Increasing influence of digital natives
Financial institutions’ relationships with digital natives are changing. By 2030, digital natives (those born between 1980 and 2012) are expected to contribute 40 to 50% of Asia’s expenditure. With regional variances, Asia’s digital generation favors non-Asian social media platforms, messaging apps, and digital payment providers, as well as local social media influencers, but utilizes Asian e-commerce platforms. These younger generations are changing their relationships with financial service providers. They are more likely to look into alternative financial services. For example, credit card ownership among Chinese consumers between the ages of 21 and 24 is more than 20 percentage points lower than that of their older generations.
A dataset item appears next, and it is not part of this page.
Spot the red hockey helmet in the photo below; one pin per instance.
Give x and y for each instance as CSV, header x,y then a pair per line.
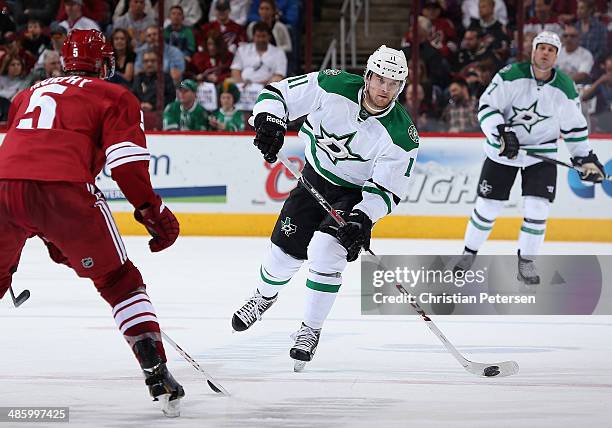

Because this generation is more inclined than previous generations to utilize debt to support consumption, there are opportunities to service digital natives, such as point-of-sale financing with flexible maturities. Digital natives, in particular, have demonstrated an openness to integrated financial concepts such as buy-now-pay-later services. According to WorldPay statistics, the percentage of buy-now-pay-later transactions in Asia grew from 2019 to 2020. Buy-now-pay-later services are expected to increase by more than 30% each year in Australia over the next three years. Local companies such as Afterpay and Zip now have the most market share, but worldwide behemoths such as PayPal are also competing for the Australian market.
Time for a rethink
The shifting channel mix will undoubtedly force financial services businesses to rethink how they engage with customers. As customers’ use of digital platforms increases, so does their expectation of a positive customer experience. Digital technologies raise the bar in this regard by providing simple-to-use personalized services. Lockdowns expedited this transition. Although consumer acceptance of digital channels was initially highest for transactional services, by 2020, even traditionally “high-touch” items such as mortgages had begun to shift to online channels. Asia’s percentage of active digital banking users increased to 88% in McKinsey’s 2021 Personal Finance Survey, up from 65% four years earlier. Furthermore, more than 60% of consumers are open to switching to a direct bank. However, while approximately 70% of Asian customers are willing to purchase new items online, only 20 to 30% have done so thus far; investments stand out for adoption. In light of these trends, financial sector players are experimenting with ways to increase online sales. Overseas-Chinese Banking Corporation of Singapore established a 60-minute mortgage approval service for Singaporeans in May 2020 via automation and straight-through processing of online mortgages. By 2020, this platform had been used to apply for and complete 30% of loans.